Speaking in Kabul Monday, General John Nicholson, commander of U.S. troops and NATO's Resolute Support military mission, shared details of the coalition's first overnight counter-narcotics airstrikes.

He said the bombing campaign destroyed major Taliban narcotics production facilities in Helmand, the main poppy producing southern Afghan province, depriving the insurgent group of major revenues.

We hit the labs where they turn poppy into heroin. We hit their storage facilities where they keep their final product, where they stockpile their money and their command and control. Our estimates indicate that more than $200 million from this illegal economy was going into the pockets of the Taliban, the general noted.

Careful strikes

He said the strikes are not hitting Afghan farmers and are being conducted carefully to limit the amount of collateral damage and avoid civilian casualties.

We will continue attacking these drug trafficking organizations who are supporting the Taliban and other terrorist organizations, Nicholson said.

Afghan Chief of Army Staff General Sharif Yaftali welcomed the move against the Taliban, which he called "a criminal group" benefiting from the narcotics business.

The United Nations announced last week that narcotics production nearly doubled this year in Afghanistan to around 9,000 metric tons, showing a nearly 90 percent increase compared with 2016.

Critics have long blamed the booming Afghan narcotics industry for being a major cause of prolonged hostilities and deteriorating security conditions in the country.

The U.S. military estimates income generated from the illicit drugs is providing 60 percent of funds for the Taliban insurgency.

War on Afghan drugs

Nicholson said he has been given new authorities under the Trump administration's South Asia policy that allowed him to declare war on Afghan drugs and go after the enemy and all of their support, as well as revenue infrastructure across the country.

Narcotics revenue represents the largest single source of funding for the Taliban and as we know the Taliban are making more money than they need to fight their campaign. So, this money is going into the pockets of Taliban leaders who are living safely outside of the country, he said.

Under the new policy President Donald Trump unveiled in August, about 3,000 additional American troops have arrived in Afghanistan. The U.S. military has increased airstrikes against the Taliban as well as terrorists linked to the Afghan branch of Islamic State.

The anti-narcotics operation and stepped up battlefield attacks are aimed at pressuring and compelling the Taliban to join an Afghan reconciliation process, said Nicholson.

The new policy, he said, also focuses on going after the havens or sanctuaries the Taliban and its allies enjoy outside of Afghanistan. U.S. and Afghan military commanders have long alleged neighboring Pakistan is sheltering the insurgents and not taking action against them despite public pledges.
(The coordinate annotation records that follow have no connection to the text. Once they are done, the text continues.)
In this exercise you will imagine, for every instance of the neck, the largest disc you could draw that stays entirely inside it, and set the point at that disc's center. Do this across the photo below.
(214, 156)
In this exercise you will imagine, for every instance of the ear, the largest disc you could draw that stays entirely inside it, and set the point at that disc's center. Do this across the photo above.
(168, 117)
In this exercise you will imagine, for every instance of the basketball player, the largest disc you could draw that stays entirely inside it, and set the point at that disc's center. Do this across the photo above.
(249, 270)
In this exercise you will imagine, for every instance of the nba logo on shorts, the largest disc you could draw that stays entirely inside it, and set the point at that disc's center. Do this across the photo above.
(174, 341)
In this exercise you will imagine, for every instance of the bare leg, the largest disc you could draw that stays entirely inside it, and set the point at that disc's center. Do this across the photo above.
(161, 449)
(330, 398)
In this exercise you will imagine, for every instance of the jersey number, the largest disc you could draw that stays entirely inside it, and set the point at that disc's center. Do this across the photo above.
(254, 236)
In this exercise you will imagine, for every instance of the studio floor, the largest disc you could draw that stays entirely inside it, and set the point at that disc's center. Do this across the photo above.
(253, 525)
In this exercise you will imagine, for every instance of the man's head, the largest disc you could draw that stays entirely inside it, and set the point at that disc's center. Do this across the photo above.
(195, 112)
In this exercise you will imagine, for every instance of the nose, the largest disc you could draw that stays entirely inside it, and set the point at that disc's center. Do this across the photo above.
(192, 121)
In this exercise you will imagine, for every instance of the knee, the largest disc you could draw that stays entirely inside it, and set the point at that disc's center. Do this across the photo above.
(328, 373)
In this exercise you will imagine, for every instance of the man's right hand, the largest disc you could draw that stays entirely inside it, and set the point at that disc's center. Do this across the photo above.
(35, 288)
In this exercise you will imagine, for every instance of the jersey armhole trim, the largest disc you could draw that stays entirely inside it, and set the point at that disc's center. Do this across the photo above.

We have had numerous high-level engagements between the United States and Pakistan so that we can get Pakistan to work with us in eliminating these safe havens of the enemy. This is extremely important going forward, said Nicholson.

For their part, authorities in Pakistan deny the existence of any insurgent sanctuaries on its soil. They have called on Washington to share actionable evidence with Islamabad to enable Pakistani forces to go after any suspected militant hideouts on their side of the border.